大塚英志(おおつか・えいじ)・大澤信亮(おおさわ・のぶあき)『「ジャパニメーション」はなぜ敗れるか』(角川oneテーマ21)は、新書とは思えないしっかりした論評だった。やられた、また、捨てられない本が増えちゃった、と思った。
単なる「薀蓄」ではなくイデオロギー的視点を有した評論を著し続けている点で、わたしは大塚英志を高く評価している。彼の言うとおり、まんが批評において歴史や史観はなかなか示されない。わたしはまんがの好みであるとかフィーリングに関しては夏目房之介にものすごく近いものを感じる、夏目氏の表現論も評価しているけれど、問題意識という点では大塚氏に軍配が上がると思う。
この本には、共感した部分もたくさんある。ホントホント、国税から賞金が出る賞なんかつくるお金があるなら、基礎研究への支援やアーカイブに使ってよ。
わたしなぞが思いもよらなかったことも、たくさん書いてあった。
『千と千尋の神隠し』がベルリン映画祭でグランプリを獲り、第75回アカデミー賞の長編アニメーション映画部門を受賞した際、日本のアニメは世界に通用した、と思ってしまったクチだった。しかし、じっさいにはアメリカにおける興行収入は一千万ドルで公開された映画関数は714館という、ハリウッド基準から言えばあたりとはいえない数字だったということも、この本で初めて知った。

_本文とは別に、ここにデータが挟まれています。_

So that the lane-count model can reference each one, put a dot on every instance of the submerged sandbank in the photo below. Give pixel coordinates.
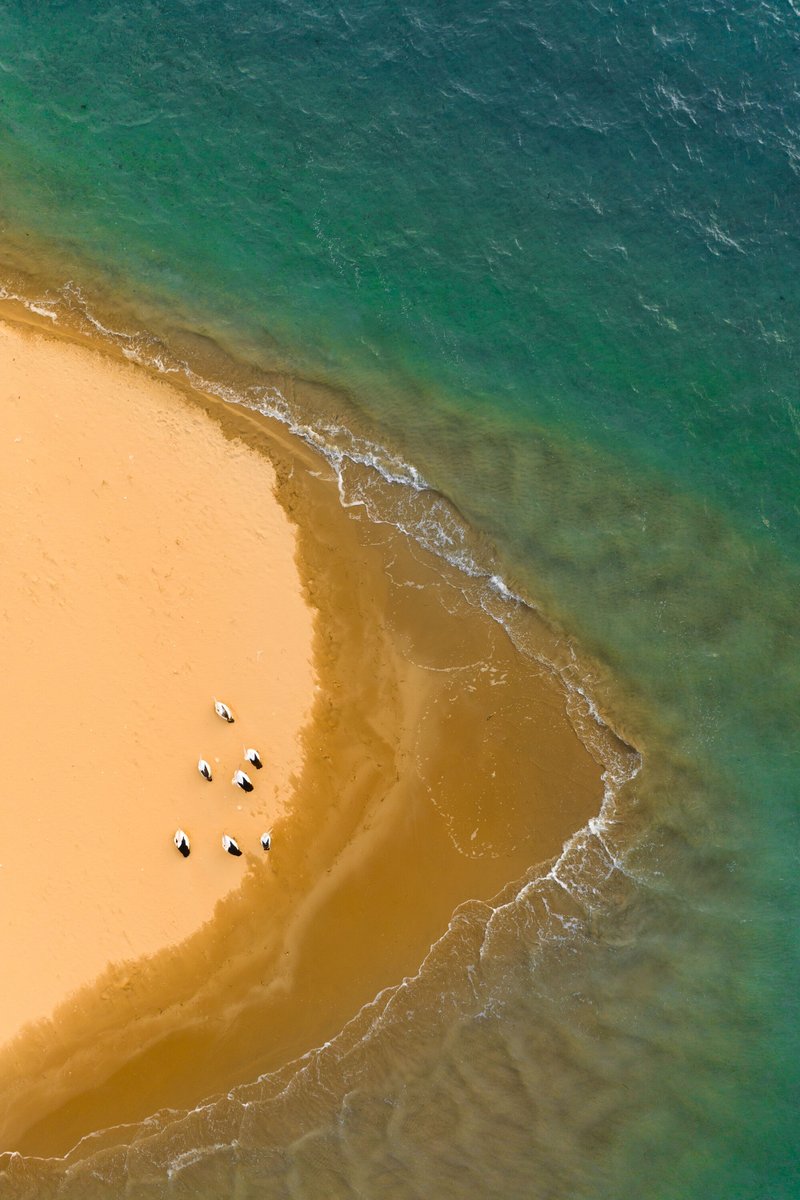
(146, 567)
(439, 763)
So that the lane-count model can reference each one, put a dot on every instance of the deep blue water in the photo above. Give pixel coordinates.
(549, 252)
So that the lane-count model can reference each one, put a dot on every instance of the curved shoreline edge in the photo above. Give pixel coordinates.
(371, 795)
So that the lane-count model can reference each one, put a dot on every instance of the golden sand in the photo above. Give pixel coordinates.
(146, 567)
(438, 763)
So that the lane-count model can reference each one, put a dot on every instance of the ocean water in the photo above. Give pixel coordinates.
(547, 255)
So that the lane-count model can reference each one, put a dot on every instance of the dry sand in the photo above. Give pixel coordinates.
(437, 766)
(145, 568)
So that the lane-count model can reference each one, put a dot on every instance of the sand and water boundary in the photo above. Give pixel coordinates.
(427, 762)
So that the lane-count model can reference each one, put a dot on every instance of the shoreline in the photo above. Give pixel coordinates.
(130, 597)
(379, 810)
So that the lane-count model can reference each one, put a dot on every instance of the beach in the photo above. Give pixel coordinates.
(163, 550)
(142, 556)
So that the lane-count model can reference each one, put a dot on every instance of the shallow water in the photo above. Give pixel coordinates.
(551, 257)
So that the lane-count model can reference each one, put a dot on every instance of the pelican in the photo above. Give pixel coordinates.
(223, 712)
(182, 844)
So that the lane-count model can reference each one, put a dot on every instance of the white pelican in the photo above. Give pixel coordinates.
(223, 712)
(182, 844)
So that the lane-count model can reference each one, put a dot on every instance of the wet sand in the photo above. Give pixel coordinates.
(438, 765)
(146, 567)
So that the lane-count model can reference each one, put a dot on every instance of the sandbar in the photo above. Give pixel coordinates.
(146, 568)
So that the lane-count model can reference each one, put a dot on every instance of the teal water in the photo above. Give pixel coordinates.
(551, 253)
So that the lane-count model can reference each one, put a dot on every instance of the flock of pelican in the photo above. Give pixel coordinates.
(241, 779)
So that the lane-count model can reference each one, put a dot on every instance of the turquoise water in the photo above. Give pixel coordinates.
(551, 253)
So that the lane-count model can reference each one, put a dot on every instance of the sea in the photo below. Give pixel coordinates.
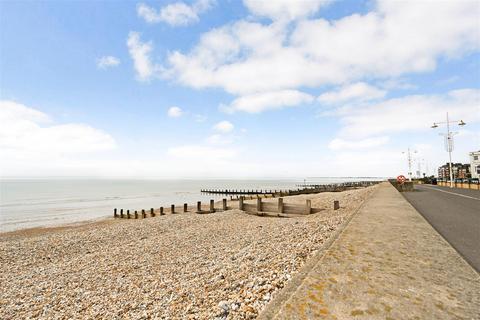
(30, 203)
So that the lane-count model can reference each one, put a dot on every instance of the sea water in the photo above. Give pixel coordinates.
(27, 203)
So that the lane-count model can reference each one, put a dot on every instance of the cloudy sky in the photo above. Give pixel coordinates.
(246, 88)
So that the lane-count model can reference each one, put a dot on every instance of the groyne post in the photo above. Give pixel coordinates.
(212, 206)
(259, 204)
(280, 205)
(199, 206)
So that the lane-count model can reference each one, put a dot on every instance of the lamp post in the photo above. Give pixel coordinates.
(449, 142)
(409, 158)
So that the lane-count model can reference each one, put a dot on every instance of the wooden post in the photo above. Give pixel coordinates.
(308, 206)
(280, 205)
(199, 206)
(259, 204)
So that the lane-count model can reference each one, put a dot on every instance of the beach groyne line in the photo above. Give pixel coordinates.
(260, 208)
(278, 209)
(305, 189)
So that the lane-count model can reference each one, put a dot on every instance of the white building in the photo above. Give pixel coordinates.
(475, 164)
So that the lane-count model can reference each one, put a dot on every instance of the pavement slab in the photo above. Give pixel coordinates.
(388, 263)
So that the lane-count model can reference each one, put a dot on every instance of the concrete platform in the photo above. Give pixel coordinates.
(388, 263)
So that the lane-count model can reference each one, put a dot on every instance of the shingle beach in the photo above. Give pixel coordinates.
(225, 265)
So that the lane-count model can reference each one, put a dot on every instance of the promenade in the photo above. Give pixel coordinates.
(455, 214)
(388, 263)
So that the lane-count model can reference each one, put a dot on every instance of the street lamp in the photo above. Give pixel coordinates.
(449, 142)
(409, 158)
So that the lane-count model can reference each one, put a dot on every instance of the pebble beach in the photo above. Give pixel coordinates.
(224, 265)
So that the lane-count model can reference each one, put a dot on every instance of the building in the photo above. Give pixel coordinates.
(460, 171)
(475, 164)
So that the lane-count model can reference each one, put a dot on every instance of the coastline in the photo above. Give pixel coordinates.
(179, 266)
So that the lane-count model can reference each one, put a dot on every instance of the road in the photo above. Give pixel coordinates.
(455, 214)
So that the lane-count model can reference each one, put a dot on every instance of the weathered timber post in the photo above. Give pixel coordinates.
(308, 207)
(259, 204)
(199, 207)
(280, 205)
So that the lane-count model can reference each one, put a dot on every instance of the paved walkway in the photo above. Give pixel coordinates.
(455, 214)
(388, 263)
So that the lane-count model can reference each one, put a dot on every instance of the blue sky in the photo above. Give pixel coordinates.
(258, 89)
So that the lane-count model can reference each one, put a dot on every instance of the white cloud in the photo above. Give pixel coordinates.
(140, 53)
(175, 14)
(26, 133)
(107, 61)
(260, 102)
(224, 126)
(255, 58)
(174, 112)
(358, 92)
(285, 9)
(409, 113)
(341, 144)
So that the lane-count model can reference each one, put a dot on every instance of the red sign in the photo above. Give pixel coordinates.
(401, 179)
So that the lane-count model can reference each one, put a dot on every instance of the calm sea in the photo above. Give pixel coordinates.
(41, 203)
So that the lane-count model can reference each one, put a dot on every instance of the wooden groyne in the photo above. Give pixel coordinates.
(279, 209)
(301, 189)
(260, 208)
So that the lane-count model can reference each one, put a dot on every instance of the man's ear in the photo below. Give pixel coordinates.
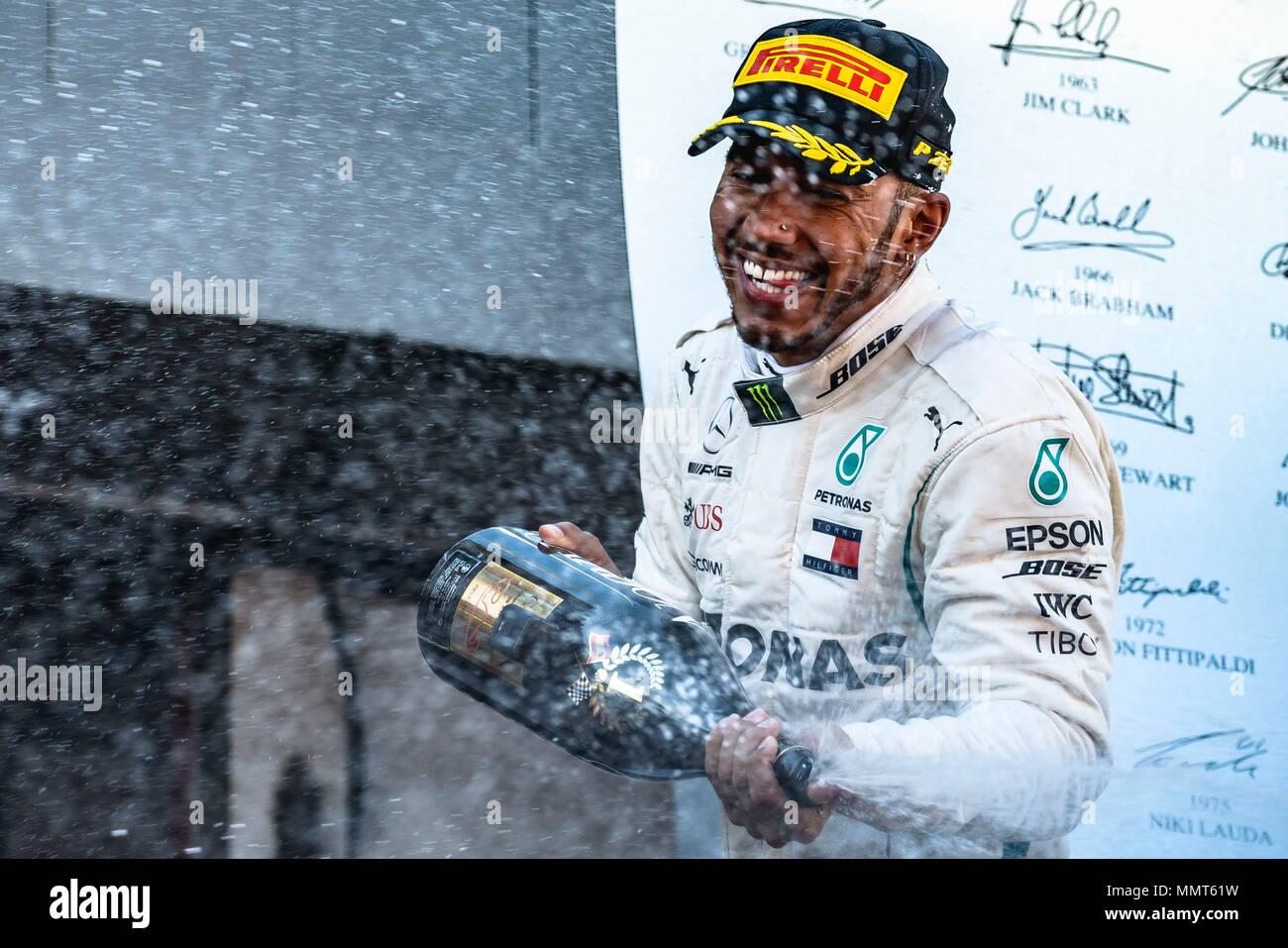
(928, 218)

他のアカデミー賞ノミネート作品と比べた表があって、(2003年3月22日時点のデータ)
「千と千尋」公開館数151、全米興収600万ドル、制作費20億円
「アイスエイジ」公開館数3345、全米興収17600万ドル、制作費5900万ドル
「トレジャー・プラネット」公開館数3227、全米興収3800万ドル、制作費14000万ドル
「リロ&スティッチ」公開館数3222、14600万ドル、制作費8000万ドル
「スピリット」公開館数3362、全米興収7300万ドル、制作費8000万ドル
公開館数なんぞ桁が間違っているのではないかと思いたくなるし、興行収入などでは、いいのと比べると二桁違うわけだ。
ハリウッドは、世界規模で流通を押さえているために、強いのである。アメリカ国内での映画配給は、ハリウッドが牛耳っている。アジアの流通ルートもアメリカの会社が握っていて、日本のアニメをアジアに売るときにはそこを通さねばならないし、「国策」は「対米関係」という問題があってそこに切り込もうとはしない、という現実を、わたしたちは知らねばならないと思う。
結局、自由化という名目で構造を「改革」して、それが結果的に一部の資本家とアメリカの有利になる、というのが日本の「構造改革」のパターンです。(p.277)という部分で、牛肉のことを思い出し、なるほどなるほど、と思ったのだった。